Я глубоко вздохнул и вернулся к еде.
– А что, – спросил я после паузы, – как Телла?
– Скоро она будет, – вздохнул мастер. – Хоть бы Эрнан подарил вам сыновей, князь. Дочери, это…
Он распечатал голубой кувшин. Я смотрел в свою тарелку, расписанную по черному лаку диковинными птицами, и переваривал услышанное. Мне хотелось задать Накасусу множество вопросов, но я молчал – почему? Я не знал ответа на этот вопрос. Наверное, я не считал возможным посвятить его во все подробности нашего дела: ведь за моей спиной стоял Энгард, предать которого я не мог.
Телла появилась через час, когда мы приказали подать вторую порцию вин и закусок. На сей раз она была в изящнейшем сиреневом платье, так гармонировавшем с цветом ее глаз. Накасус снисходительно улыбнулся, принял из ее рук тоненький пакет и уже поднял руку, чтобы приказать дочери отправляться восвояси, но я вдруг остановил его.
Лучше б меня сразил шторм, но тогда я еще не знал этого.
Разговор перешел в театральное русло. Накасус, отечески улыбаясь – вино подействовало и на него, – учил меня основам актерского мастерства, рассказывая о традициях искусства «фитц», о тонком языке символов и нюансах действа, происходящего на сцене, – часто реального настолько, что неискушенный зритель терял связь с действительностью, целиком погружаясь в разворачивающуюся перед ним драму, а искушенный знаток, напротив, восторгался именно фразой, жестом и костюмом, интерпретируя традиционные произведения в соответствии со своим отточенным вкусом.
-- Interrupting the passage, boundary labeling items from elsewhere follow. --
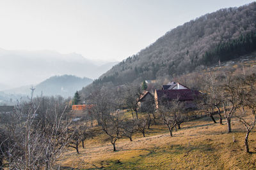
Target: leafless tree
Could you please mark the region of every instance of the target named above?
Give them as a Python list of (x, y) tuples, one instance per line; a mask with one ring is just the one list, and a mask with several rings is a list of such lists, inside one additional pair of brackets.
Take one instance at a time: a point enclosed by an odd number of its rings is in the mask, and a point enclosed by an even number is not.
[[(243, 80), (240, 80), (243, 81)], [(246, 134), (244, 138), (245, 151), (249, 151), (248, 138), (252, 130), (256, 124), (256, 77), (253, 74), (248, 76), (244, 80), (245, 90), (239, 90), (239, 97), (243, 97), (241, 107), (237, 110), (236, 117), (243, 124), (246, 130)]]
[[(150, 129), (150, 126), (151, 125), (152, 120), (154, 124), (157, 124), (156, 123), (156, 117), (155, 115), (156, 111), (156, 103), (155, 100), (154, 99), (154, 96), (151, 96), (151, 94), (148, 94), (148, 97), (147, 97), (143, 101), (141, 102), (141, 106), (140, 108), (140, 111), (143, 113), (146, 117), (147, 117), (148, 122), (148, 129)], [(151, 117), (151, 115), (152, 117)]]
[(133, 111), (135, 111), (136, 118), (138, 119), (138, 109), (140, 97), (143, 94), (141, 88), (140, 86), (130, 85), (127, 87), (126, 94), (125, 94), (125, 103), (132, 111), (132, 118), (134, 118)]
[(220, 124), (222, 124), (222, 117), (220, 111), (221, 104), (221, 88), (218, 83), (219, 80), (216, 74), (206, 74), (204, 79), (203, 90), (204, 94), (199, 97), (200, 102), (200, 106), (205, 111), (212, 120), (213, 122), (216, 123), (213, 115), (216, 113), (214, 110), (217, 109), (217, 113), (220, 117)]
[(188, 118), (184, 103), (179, 101), (179, 99), (169, 101), (164, 97), (161, 100), (162, 104), (159, 106), (159, 111), (164, 124), (168, 128), (170, 136), (173, 136), (172, 131), (175, 126), (177, 125), (180, 127)]
[(243, 97), (239, 96), (244, 90), (244, 87), (241, 84), (237, 77), (227, 76), (226, 82), (221, 86), (221, 104), (223, 108), (224, 116), (227, 120), (228, 132), (231, 132), (231, 119), (236, 110), (243, 103)]
[(132, 141), (132, 134), (138, 131), (134, 119), (124, 119), (122, 124), (122, 135)]
[(141, 114), (136, 120), (138, 130), (143, 134), (143, 137), (145, 137), (146, 127), (150, 123), (149, 122), (149, 117), (147, 114)]
[(4, 150), (6, 152), (2, 152), (10, 169), (52, 169), (57, 159), (67, 148), (68, 123), (65, 122), (63, 118), (66, 108), (63, 110), (59, 110), (57, 99), (52, 105), (48, 104), (44, 110), (45, 114), (53, 115), (53, 119), (51, 124), (42, 126), (37, 118), (42, 101), (37, 103), (33, 99), (33, 90), (32, 89), (29, 102), (19, 104), (13, 113), (9, 114), (10, 117), (17, 115), (19, 118), (14, 120), (17, 123), (16, 128), (10, 129), (13, 124), (12, 120), (0, 126), (2, 131), (12, 132), (8, 138), (4, 139), (8, 145), (5, 145), (8, 146)]
[(113, 145), (113, 151), (116, 150), (115, 143), (122, 138), (122, 122), (120, 114), (116, 111), (115, 96), (111, 89), (102, 89), (93, 92), (91, 101), (92, 111), (102, 130), (109, 136)]

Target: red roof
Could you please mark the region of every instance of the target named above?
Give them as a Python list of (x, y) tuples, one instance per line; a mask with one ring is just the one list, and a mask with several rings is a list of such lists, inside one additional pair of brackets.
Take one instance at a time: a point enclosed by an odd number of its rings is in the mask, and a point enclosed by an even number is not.
[(200, 93), (191, 89), (156, 90), (158, 99), (166, 97), (168, 100), (179, 99), (179, 101), (193, 101)]

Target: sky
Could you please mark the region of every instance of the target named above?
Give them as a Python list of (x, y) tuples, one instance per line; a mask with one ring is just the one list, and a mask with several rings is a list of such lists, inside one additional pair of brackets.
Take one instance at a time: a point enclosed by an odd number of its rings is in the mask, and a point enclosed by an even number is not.
[(120, 61), (167, 31), (247, 0), (0, 0), (0, 48)]

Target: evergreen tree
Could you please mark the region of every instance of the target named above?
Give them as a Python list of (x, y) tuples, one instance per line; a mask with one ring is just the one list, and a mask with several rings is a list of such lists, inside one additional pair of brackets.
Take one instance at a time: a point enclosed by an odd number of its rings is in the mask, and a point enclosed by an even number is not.
[(146, 81), (144, 80), (143, 83), (142, 84), (142, 90), (146, 90), (148, 89), (148, 86), (147, 85)]
[(76, 91), (76, 92), (75, 93), (75, 96), (74, 96), (74, 99), (73, 99), (73, 103), (74, 104), (78, 104), (78, 103), (80, 102), (80, 96), (78, 94), (78, 92)]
– О, – говорил он, – монеты и венки, мой мальчик, разные – каждый раз по-своему. Одно дело сцена в большом городе, полном кабатчиков да разжиревших лавочников, и совсем другое – представление в замке какого-нибудь провинциального владетеля, наследственного ценителя и мецената!..
– Папа! – возопила наконец Телла. – Да у тебя, святые и грешники, денег порой больше, чем у всех этих надутых владетелей!
– Ну и что? – обиделся Накасус. – Да вот взять хотя бы покойного князя Эйно…
Скрипучая дверь, которая вела во внутренний дворик, вдруг распахнулась, и в темном уже прямоугольнике появилась хорошо знакомая мне фигура.